Celebrating the Past • Planning the Future
Summer Convention June 17-19, 2004

Carpenter steals show with laughter

The laughter started and ended and continued in between as Liz Carpenter weaved her wonderful tales about reporting and politics during the Friday luncheon June 18 at the 125th Summer Convention.

“I think the most effective public servants, the ones who fare the best, use wit and humor as an effective tool and I still think laughter is a great tool for anybody in the public life to deflect criticism or just keep the audience awake,” Carpenter said.

Carpenter was a reporter for 18 years at several Texas newspapers, but she is best known as Lady Bird Johnson’s press secretary and chief of staff during the LBJ administration. She’s made her living recounting stories and during her keynote she took jabs at new and old politicians. Part of her job in the LBJ administration she said was to find jokes to liven up the president’s speeches. She also created the first White House humor group.

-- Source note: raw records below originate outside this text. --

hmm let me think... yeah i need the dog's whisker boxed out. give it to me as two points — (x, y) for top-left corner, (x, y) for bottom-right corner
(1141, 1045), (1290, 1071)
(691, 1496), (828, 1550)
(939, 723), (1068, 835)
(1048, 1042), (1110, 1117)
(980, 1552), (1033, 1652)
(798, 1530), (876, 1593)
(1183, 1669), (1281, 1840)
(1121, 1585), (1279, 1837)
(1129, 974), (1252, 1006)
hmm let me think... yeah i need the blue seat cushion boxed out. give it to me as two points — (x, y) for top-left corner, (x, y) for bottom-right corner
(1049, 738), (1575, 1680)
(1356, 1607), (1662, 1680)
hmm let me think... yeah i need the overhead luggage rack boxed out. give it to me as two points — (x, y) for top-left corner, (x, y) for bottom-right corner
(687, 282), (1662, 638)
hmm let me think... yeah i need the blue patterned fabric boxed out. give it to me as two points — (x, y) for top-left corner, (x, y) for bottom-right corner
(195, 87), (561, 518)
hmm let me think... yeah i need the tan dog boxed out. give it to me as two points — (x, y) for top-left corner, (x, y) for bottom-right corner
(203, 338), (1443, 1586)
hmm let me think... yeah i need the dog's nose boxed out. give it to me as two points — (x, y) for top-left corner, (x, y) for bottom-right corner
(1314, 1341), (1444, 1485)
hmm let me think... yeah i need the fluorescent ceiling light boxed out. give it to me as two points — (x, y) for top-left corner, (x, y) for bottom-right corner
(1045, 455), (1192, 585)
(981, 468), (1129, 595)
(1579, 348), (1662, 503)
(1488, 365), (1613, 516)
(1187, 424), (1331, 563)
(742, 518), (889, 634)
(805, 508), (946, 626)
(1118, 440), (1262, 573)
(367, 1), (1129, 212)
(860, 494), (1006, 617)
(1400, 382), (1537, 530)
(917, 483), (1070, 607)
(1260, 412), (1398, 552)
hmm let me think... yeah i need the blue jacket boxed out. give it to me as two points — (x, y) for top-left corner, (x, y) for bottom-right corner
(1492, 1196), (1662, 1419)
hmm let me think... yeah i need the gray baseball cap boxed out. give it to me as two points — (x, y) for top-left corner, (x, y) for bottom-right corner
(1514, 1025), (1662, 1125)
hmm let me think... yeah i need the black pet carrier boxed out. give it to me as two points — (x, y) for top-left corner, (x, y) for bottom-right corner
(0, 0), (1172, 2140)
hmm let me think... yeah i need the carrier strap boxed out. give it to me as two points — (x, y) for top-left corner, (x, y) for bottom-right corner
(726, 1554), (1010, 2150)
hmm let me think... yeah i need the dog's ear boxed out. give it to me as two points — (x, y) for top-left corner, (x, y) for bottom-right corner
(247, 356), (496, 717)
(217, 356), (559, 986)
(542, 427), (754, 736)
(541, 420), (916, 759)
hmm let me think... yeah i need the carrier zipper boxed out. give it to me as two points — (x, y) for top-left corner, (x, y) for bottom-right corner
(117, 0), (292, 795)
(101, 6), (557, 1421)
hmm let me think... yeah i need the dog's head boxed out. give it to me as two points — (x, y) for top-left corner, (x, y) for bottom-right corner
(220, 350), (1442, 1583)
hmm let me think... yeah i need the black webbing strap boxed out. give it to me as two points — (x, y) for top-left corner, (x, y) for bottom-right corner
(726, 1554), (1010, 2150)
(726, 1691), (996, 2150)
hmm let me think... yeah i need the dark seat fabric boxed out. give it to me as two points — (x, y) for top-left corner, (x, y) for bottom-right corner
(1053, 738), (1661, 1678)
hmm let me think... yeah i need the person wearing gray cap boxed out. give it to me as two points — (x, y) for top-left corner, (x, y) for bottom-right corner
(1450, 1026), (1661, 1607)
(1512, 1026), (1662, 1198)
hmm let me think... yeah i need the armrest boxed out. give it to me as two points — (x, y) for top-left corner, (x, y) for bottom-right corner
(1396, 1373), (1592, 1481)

Some politicians are great at delivering humor and others really need it in their administrations, she said, adding that President Ford hired the first gag writer to deal with criticism in the wake of pardoning President Nixon.

“This is the year when we really need laughter, and politics has always given that to me. I do feel like once a reporter, always a reporter,” Carpenter said. “You never stop seeing what is a good story and you keep wanting to share that story.”

Carpenter said it seems that in the last three years America has gone from being a country that was admired and envied to one that’s hated.

“We can only generate really rich genuine debate in our country if we have the courage to be honest about who we are and what we are whether

you are Democrat or Republican,” she said. “I don’t know what is accomplished by keeping our beliefs and politics in the closet. We’re the losers without open discussion.

“Someone once said history is just one damn thing after another. It could have been (Secretary of Defense Donald) Rumsfeld or …”

Carpenter signed copies of her book “Start With a Laugh” after the luncheon.

“The only thing that makes me feel old, and I am 83, is that both of my children are members of AARP,” she said.